ECS Service Discovery — Service-to-Service Communication

For microservices that need to call each other directly (without going through an ALB):

# Cloud Map namespace — internal DNS for service discovery
resource "aws_service_discovery_private_dns_namespace" "main" {
  name        = "internal.prod"
  description = "Internal service discovery namespace"
  vpc         = aws_vpc.main.id
}

# Service discovery entry for the app service
resource "aws_service_discovery_service" "app" {
  name = "app"

  dns_config {
    namespace_id = aws_service_discovery_private_dns_namespace.main.id

    dns_records {
      ttl  = 10
      type = "A"
    }

    routing_policy = "MULTIVALUE"
  }

  health_check_custom_config {
    failure_threshold = 1
  }
}
# Result: app.internal.prod → resolves to all healthy task IPs
# Any service can call http://app.internal.prod:8080 directly

Scale and Consistency — The Multi-Client Module Pattern

In the WCC project, we needed to deploy the same application stack for multiple clients with total isolation. By wrapping the ECS pattern into a single Terraform module, we could onboard a new client in minutes with a few lines of code.

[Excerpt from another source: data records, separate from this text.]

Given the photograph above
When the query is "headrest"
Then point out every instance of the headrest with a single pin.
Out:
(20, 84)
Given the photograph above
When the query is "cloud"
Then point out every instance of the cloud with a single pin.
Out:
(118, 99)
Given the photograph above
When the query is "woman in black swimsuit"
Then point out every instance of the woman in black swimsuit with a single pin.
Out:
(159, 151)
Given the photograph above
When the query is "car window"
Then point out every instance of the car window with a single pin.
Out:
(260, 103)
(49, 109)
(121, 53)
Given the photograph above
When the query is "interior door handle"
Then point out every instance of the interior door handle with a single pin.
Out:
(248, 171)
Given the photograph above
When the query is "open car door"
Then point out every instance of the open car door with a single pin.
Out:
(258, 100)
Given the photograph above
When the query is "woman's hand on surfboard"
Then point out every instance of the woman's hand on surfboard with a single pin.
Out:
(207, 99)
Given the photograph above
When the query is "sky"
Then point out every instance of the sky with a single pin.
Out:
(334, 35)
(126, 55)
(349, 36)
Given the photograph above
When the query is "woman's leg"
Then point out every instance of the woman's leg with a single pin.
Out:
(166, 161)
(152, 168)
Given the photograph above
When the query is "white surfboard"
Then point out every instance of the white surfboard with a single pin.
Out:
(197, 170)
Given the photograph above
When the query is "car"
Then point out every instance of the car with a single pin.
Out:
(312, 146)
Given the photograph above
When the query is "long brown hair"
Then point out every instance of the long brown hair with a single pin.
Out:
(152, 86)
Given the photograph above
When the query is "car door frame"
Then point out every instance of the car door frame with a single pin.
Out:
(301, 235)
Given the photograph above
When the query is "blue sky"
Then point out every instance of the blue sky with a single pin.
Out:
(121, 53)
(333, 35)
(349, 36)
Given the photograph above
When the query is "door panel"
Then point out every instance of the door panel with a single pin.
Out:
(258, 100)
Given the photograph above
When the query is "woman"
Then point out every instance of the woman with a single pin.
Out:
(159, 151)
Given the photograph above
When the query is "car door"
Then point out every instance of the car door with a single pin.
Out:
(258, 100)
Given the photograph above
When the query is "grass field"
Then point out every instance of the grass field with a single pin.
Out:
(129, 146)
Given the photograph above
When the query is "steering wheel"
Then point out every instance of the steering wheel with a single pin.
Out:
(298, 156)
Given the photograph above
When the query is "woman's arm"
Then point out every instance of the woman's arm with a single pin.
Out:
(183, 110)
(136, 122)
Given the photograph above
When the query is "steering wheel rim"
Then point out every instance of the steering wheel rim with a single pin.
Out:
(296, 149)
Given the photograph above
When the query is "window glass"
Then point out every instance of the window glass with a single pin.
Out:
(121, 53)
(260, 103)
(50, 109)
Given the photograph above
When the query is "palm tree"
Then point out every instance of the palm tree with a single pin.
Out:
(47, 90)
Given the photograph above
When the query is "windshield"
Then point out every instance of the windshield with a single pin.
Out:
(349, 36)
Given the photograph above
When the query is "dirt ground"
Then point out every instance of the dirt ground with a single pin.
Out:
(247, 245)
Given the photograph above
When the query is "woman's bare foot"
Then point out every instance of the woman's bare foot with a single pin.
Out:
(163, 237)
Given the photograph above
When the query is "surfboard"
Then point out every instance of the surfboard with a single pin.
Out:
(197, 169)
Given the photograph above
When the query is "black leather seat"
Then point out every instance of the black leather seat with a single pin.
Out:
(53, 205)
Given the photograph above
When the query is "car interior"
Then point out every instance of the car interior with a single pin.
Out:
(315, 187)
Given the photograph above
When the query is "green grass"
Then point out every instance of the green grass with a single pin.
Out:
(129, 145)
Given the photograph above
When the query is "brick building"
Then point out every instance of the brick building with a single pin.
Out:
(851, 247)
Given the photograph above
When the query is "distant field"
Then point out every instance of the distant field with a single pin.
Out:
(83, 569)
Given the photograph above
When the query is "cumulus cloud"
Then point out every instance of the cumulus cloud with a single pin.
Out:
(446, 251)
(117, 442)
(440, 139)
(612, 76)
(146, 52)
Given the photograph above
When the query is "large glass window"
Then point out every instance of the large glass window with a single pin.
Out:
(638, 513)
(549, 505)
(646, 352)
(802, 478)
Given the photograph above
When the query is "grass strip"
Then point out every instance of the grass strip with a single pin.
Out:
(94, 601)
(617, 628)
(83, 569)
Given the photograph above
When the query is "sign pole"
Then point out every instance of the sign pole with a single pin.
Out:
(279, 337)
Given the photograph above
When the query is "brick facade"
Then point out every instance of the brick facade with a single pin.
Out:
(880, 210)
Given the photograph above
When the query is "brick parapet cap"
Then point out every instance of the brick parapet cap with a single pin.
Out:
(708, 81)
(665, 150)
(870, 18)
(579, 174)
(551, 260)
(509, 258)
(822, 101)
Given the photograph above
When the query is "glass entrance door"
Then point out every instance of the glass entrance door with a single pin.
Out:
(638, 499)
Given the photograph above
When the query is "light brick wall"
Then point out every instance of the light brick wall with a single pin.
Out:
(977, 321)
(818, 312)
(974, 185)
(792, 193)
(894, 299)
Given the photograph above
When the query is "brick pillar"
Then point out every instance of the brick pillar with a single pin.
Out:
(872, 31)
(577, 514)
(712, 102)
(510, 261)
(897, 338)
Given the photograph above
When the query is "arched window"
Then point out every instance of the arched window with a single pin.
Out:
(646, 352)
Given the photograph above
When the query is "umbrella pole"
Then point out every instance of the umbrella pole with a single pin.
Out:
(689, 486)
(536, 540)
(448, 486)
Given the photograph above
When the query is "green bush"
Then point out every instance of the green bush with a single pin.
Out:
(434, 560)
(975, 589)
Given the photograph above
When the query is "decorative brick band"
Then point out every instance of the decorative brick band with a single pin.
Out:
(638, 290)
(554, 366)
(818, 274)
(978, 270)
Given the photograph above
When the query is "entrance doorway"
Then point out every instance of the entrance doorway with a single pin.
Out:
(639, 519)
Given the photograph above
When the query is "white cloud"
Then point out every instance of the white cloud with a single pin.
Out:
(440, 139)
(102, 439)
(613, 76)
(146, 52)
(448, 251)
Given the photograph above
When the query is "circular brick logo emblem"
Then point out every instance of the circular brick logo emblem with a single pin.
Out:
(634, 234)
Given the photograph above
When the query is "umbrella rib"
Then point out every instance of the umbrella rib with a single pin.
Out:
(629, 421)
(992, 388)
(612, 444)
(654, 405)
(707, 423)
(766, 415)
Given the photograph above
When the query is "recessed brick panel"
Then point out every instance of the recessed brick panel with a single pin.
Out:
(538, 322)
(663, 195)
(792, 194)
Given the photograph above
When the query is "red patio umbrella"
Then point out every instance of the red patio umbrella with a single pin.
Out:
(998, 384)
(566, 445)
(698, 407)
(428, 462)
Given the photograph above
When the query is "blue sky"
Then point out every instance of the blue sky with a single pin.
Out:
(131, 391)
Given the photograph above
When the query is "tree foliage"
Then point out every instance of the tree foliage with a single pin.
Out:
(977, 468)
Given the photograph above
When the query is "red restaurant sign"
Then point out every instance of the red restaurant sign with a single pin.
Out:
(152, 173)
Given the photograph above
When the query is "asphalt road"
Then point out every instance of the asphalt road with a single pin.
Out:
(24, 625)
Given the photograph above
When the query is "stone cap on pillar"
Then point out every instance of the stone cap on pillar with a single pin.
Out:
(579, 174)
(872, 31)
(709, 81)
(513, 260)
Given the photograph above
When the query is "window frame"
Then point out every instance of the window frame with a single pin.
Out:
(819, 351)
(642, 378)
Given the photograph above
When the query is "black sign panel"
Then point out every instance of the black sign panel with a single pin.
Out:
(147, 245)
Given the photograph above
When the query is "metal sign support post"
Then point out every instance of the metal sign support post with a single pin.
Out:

This ensured that every client environment had the same security groups, logging configuration, and auto-scaling rules.

# Multi-client deployment using a standardized ECS module
module "client_a" {
  source = "./modules/ecs-platform"

  client_name   = "client-a"
  vpc_id        = var.client_a_vpc_id
  subnets       = var.client_a_subnets
  cpu           = 1024
  memory        = 2048
  image_tag     = "v2.1.0"
}

module "client_b" {
  source = "./modules/ecs-platform"

  client_name   = "client-b"
  vpc_id        = var.client_b_vpc_id
  subnets       = var.client_b_subnets
  cpu           = 512
  memory        = 1024
  image_tag     = "v2.0.8"   # Clients can be on different versions
}

Why this matters in production: A Fargate Spot task gets a two-minute warning before interruption. If your application does not handle SIGTERM gracefully — flushing buffers, completing in-flight requests, deregistering from the load balancer — that two minutes becomes data loss or dropped requests. Test Spot interruption handling explicitly before enabling Spot in production. An ALB with connection draining set to 30 seconds and a graceful shutdown handler in your application is the complete solution.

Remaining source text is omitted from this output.